Un legame speciale, quello che lega Giorgio Perinetti alla città di Bari ed alla sua squadra di calcio, con cui ha ottenuto l'ultima promozione del galletto in Serie A nell'ormai lontano 2009. Intervento in esclusiva ai microfoni di TuttoBari.com, l'attuale direttore generale del Genoa ha commentato il nuovo corso della società biancorossa.
Lei conosce molto bene il nuovo centrocampista biancorosso Bolzoni, che ha avuto sia a Siena che a Palermo. Cosa ci può raccontare su questo giocatore?
"Il ragazzo è un calciatore di alti livelli, che con me ha vinto due campionati di B, a Siena ed a Palermo giocando sempre titolare, sia con Conte che con Iachini. È un giocatore che può essere utilissimo al Bari, perché al di là delle eccellenti qualità tecniche è un trascinatore, un giocatore caratteriale, forte fisicamente e di grande temperamento".
Lei ha disputato e vinto di recente un campionato di Serie D con il Venezia. Quali sono le principali differenze con le competizioni affrontate dal Bari negli ultimi anni e quali le principali difficoltà?

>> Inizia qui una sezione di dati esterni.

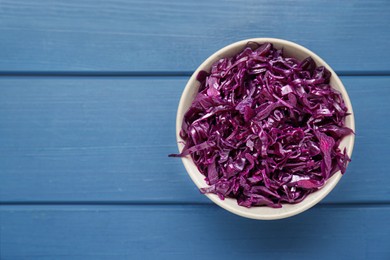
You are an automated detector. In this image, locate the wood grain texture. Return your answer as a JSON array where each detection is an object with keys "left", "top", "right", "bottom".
[
  {"left": 0, "top": 0, "right": 390, "bottom": 73},
  {"left": 0, "top": 205, "right": 390, "bottom": 260},
  {"left": 0, "top": 77, "right": 390, "bottom": 203}
]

"Il problema della Serie D non è tanto il campionato, che rimane insidioso, dato che c'è una sola promozione. Il vero problema è affrontarlo con la giusta mentalità, perché non basta una società forte per rendere facile un campionato. Bisogna entrare in quel tipo di mentalità, sposarla con grande umiltà, affrontando le caratteristiche di quel campionato. Le insidie non sono date tanto dalle avversarie, ma dall'approccio mentale con cui ti affacci a questa categoria, perché rimane un campionato difficile, in cui il Bari è obbligato a vincere ed in cui ci sono regole particolari, come quelle sugli under. Tutte situazioni che non devono dare l'idea che sia tutto scontato".
Eppure il lavoro della dirigenza sembra di ottima qualità. Come giudica le prime mosse della nuova società?
"Tutte le operazioni fatte sono importanti, la squadra è di ottimo livello. Ma, ripeto, le insidie non vengono dall'aspetto tecnico, ma da quello mentale e psicologico".
Lo spostamento del Bari nel girone I ha creato non poche polemiche. Poteva, questa vicenda, essere gestita diversamente?
"Mi spiace dirlo, ma credo che sia stato inevitabile. È un peccato che una squadra come il Bari non possa essere seguita dal proprio pubblico, che rimane straordinario, ma avrebbe creato grossi problemi di ordine pubblico che potevano alterare il campionato. È una scelta triste, ma inevitabile".
Domani il collegio di garanzia del Coni è chiamato a decidere sul possibile ritorno della Serie B a 22 squadre, alimentando le speranze del pubblico biancorosso, che sogna il ripescaggio in C. Da uomo di calcio, lo ritiene possibile?
"Non so esattamente come verrà affrontato questo tema, ma ad istinto dico che non credo che le cose cambieranno".
Secondo lei questa squadra è pronta per affrontare, eventualmente, anche un campionato di Serie C?
"Teoricamente tutto si può migliorare, se i giocatori hanno recepito bene la responsabilità ed il significato dato dall'indossare la maglia del Bari, questa squadra può affrontare anche il campionato di C. Da un punto di vista tecnico tutti i giocatori che ci sono possono essere all'altezza, bisognerà vedere quanto si da alla causa e quanto ci si adatta ad una situazione particolare".